Ihr Orangensaft kam. Nachdem sie sich bei dem Kellner bedankt hatte, nahm sie das Glas und trank einen großen Schluck. Dann stellte sie das Glas wieder auf den Tisch und betrachtete es nachdenklich. Erst jetzt wurde ihr klar, dass sie ihn mit seinem Verhalten einfach hatte davonkommen lassen. Normalerweise wusste sie genau, wie sie mit aufdringlichen Italienern fertig wurde, die nur aus Zeitvertreib mit ihr flirteten.

Der fünfunddreißigjährige Carlo Carlucci war allerdings kein gewöhnlicher Italiener. Er war der Inhaber des Elektronikkonzerns Carlucci und hatte ihr weitaus mehr als zehn Jahre an Lebenserfahrung voraus. Sie beide trennten Welten. Die Frauen vergötterten ihn. In der Öffentlichkeit sah man ihn fast immer mit irgendeiner Schönheit im Arm.

Er war etwas ganz Besonderes. Selbst hier, im schicken Rom, war er das Vorbild aller Männer. Unter normalen Umständen hätte eine gewöhnliche Fremdenführerin wie sie ihn nie kennengelernt.

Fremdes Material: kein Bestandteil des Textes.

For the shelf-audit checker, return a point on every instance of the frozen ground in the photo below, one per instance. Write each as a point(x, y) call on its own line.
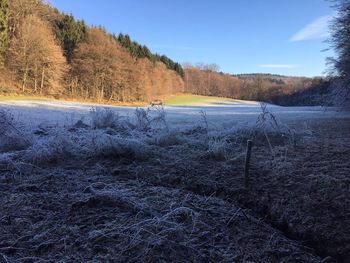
point(85, 183)
point(58, 112)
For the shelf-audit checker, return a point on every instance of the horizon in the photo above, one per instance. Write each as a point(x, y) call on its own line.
point(251, 41)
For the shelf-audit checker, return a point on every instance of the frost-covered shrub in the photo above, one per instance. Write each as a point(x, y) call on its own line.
point(51, 150)
point(165, 139)
point(159, 120)
point(107, 146)
point(103, 118)
point(218, 148)
point(11, 137)
point(143, 119)
point(149, 118)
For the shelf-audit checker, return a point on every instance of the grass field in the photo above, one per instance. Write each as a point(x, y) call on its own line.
point(114, 184)
point(196, 100)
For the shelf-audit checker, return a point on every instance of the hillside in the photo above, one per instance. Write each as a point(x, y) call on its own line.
point(46, 52)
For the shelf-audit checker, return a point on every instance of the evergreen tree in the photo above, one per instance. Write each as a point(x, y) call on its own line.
point(4, 29)
point(341, 43)
point(70, 32)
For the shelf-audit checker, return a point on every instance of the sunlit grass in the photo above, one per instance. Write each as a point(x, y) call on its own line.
point(196, 100)
point(22, 97)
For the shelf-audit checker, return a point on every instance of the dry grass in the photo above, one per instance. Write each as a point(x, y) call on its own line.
point(145, 193)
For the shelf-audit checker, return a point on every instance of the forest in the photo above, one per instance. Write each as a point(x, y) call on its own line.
point(44, 52)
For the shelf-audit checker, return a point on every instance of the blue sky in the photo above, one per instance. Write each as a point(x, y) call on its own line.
point(242, 36)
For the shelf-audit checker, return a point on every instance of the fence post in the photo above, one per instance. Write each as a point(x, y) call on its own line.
point(247, 163)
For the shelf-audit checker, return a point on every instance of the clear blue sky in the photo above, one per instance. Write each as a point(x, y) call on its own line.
point(241, 36)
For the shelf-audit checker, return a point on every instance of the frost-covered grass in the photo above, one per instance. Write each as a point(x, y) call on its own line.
point(149, 180)
point(198, 100)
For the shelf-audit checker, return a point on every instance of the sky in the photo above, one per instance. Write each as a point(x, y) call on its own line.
point(242, 36)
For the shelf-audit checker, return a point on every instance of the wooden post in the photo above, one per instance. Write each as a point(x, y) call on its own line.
point(247, 162)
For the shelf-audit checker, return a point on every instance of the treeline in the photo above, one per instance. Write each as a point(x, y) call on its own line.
point(46, 52)
point(204, 79)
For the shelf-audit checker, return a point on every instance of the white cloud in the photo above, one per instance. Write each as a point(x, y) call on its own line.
point(278, 66)
point(316, 29)
point(172, 47)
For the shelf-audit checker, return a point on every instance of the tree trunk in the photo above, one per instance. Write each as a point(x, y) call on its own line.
point(42, 81)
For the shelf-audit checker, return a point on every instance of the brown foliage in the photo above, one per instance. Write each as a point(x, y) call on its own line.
point(35, 57)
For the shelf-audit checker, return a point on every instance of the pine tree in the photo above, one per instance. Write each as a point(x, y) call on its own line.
point(341, 43)
point(70, 32)
point(4, 29)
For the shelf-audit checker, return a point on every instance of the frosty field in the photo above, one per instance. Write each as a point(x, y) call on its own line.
point(92, 183)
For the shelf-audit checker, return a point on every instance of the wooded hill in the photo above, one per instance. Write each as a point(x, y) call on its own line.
point(207, 80)
point(46, 52)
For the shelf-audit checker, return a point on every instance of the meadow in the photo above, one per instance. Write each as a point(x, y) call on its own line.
point(86, 182)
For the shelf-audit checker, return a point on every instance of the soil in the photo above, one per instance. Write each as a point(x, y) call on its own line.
point(182, 205)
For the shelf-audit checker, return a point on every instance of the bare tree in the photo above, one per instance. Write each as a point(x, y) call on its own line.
point(36, 58)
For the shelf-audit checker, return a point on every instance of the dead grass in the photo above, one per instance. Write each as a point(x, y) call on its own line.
point(102, 193)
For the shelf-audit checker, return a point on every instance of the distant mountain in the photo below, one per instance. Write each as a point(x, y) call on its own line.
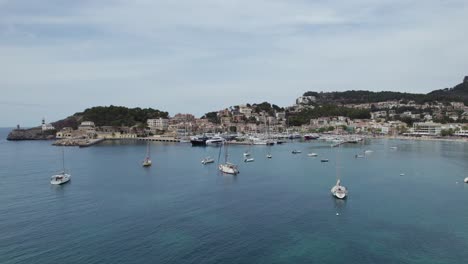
point(100, 115)
point(459, 93)
point(119, 115)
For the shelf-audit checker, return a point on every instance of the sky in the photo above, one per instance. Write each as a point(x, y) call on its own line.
point(60, 57)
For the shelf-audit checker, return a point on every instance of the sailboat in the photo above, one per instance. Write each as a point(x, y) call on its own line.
point(338, 190)
point(147, 161)
point(62, 177)
point(247, 152)
point(207, 160)
point(227, 167)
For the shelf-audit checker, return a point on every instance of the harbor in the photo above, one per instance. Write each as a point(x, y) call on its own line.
point(286, 196)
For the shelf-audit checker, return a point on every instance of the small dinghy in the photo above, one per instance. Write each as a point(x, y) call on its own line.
point(207, 160)
point(339, 191)
point(60, 178)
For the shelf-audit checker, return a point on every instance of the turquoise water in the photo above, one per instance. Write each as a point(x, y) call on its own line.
point(274, 211)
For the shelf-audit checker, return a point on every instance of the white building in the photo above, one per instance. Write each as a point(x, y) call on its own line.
point(462, 133)
point(87, 126)
point(245, 110)
point(158, 124)
point(427, 128)
point(46, 127)
point(305, 99)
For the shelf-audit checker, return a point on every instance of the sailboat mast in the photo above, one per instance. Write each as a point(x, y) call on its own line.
point(225, 152)
point(63, 159)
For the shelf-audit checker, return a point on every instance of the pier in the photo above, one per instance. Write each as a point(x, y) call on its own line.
point(160, 139)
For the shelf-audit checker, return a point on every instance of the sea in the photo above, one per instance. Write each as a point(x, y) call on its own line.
point(405, 205)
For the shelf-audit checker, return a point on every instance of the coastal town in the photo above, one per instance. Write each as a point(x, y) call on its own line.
point(386, 119)
point(440, 114)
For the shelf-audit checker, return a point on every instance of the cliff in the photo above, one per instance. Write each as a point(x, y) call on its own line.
point(31, 134)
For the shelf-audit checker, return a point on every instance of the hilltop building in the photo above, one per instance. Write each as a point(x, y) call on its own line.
point(158, 124)
point(46, 127)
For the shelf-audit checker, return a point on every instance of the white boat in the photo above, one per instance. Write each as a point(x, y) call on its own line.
point(207, 160)
point(215, 140)
point(147, 161)
point(339, 191)
point(62, 177)
point(227, 167)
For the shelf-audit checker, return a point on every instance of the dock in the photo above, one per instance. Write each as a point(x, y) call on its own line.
point(160, 139)
point(77, 142)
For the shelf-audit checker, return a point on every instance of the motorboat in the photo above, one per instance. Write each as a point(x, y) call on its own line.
point(60, 178)
point(147, 161)
point(228, 168)
point(207, 160)
point(311, 136)
point(339, 191)
point(198, 140)
point(215, 140)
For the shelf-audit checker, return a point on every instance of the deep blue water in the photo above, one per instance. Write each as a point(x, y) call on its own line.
point(274, 211)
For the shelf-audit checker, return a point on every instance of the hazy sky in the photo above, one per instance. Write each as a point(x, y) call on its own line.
point(58, 57)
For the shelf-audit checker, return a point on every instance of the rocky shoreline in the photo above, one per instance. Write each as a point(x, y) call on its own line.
point(30, 134)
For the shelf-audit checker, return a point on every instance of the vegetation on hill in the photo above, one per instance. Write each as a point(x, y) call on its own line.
point(212, 117)
point(119, 115)
point(459, 93)
point(304, 116)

Doch Angelo war der Sohn eines seiner Geschäftsfreunde, und daher waren sie in den letzten Wochen zu denselben Partys eingeladen gewesen. Es bedeutete allerdings nicht, dass sie auch in denselben Kreisen verkehrten, wie Francesca sich ins Gedächtnis rief. Selbst Angelo nickte er stets nur kühl zu. Die Firma seines Vaters war von ihm abhängig, und Angelo war außerdem auch nur wenige Jahre älter als sie, was ihn auf diesen glanzvollen gesellschaftlichen Ereignissen zu einem Nobody machte.

Aber wenigstens war er nett, sanftmütig und unkompliziert. Spaß zu haben war ihm wichtiger als Leidenschaft. Und sie liebte ihn.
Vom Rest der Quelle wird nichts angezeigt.